It's my understanding that what is and isn't "closed form" is rather arbitrary. Functions which are used frequently – like exp() – are elevated to closed form status, and yet you can't evaluate exp() in a finite number of steps. So how is the explicit solution to the goat problem objectively different?
Yes I also feel that way to some degree, but I just never considered an integral to be closed form. There is some argument to be made for exp, as it is considered an 'elementary function'. I was going off this statement from wikipedia on closed form expressions
"It may contain constants, variables, certain "well-known" operations (e.g., + − × ÷), and functions (e.g., nth root, exponent, logarithm, trigonometric functions, and inverse hyperbolic functions), but usually no limit, differentiation, or integration."
Edit: I think if you say an integral is closed form, you must also admit that a limit is closed form, since an integral is defined in terms of limits (though technically more restrictive). In that case, you should also admit that we already had a closed form expression for this number, as it could be expressed as a limit of an iterative process.

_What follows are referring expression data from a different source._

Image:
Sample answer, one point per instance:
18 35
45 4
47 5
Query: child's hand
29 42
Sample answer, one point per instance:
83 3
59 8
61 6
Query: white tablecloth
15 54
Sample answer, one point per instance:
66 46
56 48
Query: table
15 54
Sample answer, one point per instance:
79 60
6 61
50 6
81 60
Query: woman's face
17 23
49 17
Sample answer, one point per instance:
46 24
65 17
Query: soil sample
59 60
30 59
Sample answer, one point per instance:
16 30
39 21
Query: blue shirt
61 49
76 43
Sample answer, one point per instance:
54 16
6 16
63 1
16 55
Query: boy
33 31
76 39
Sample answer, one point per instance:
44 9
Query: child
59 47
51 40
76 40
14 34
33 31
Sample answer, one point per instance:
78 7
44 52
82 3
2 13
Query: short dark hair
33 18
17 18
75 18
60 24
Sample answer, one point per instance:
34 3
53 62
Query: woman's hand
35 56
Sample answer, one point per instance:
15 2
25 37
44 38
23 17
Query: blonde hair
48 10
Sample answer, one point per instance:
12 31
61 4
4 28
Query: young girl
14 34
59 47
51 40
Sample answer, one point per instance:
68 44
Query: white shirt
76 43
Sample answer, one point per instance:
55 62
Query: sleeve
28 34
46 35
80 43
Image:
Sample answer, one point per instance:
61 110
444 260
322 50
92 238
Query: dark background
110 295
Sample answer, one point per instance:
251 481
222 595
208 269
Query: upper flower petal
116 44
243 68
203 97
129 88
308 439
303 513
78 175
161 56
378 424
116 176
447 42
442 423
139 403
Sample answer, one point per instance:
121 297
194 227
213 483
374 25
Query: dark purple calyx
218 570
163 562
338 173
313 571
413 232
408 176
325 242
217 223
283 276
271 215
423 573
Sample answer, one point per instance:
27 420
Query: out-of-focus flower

> There is some argument to be made for exp, as it is considered an 'elementary function'.
But exp() is defined as the limit over an infinite sum, so why does it get to be an elementary function?
My point it that the distinction between closed form and non-closed form is arbitrary, and that there is no qualitative difference. In fact, limit and integral are just (higher-order) functions as well – and rather ubiquitous ones, so why aren't they considered elemental?
You're not wrong, in that closed-form is not a clearly-defined term.
However, mathematicians rarely do numerical calculations, so exp(), gamma, etc. are considered elementary functions, and there's no urgency to translate from symbols to numbers.
Physicists who do calculations might be more restrictive about what closed-form means if they intend to compute a numeric result.
Source: I studied pure mathematics, and we never used calculators - it was laughable, in fact. Most of our series never converged in the first place. :)
But it is exact.
> Not really [a] closed form solution
It's my understanding that what is and isn't "closed form" is rather arbitrary. Functions which are used frequently – like exp() – are elevated to closed form status, and yet you can't evaluate exp() in a finite number of steps. So how is the explicit solution to the goat problem objectively different?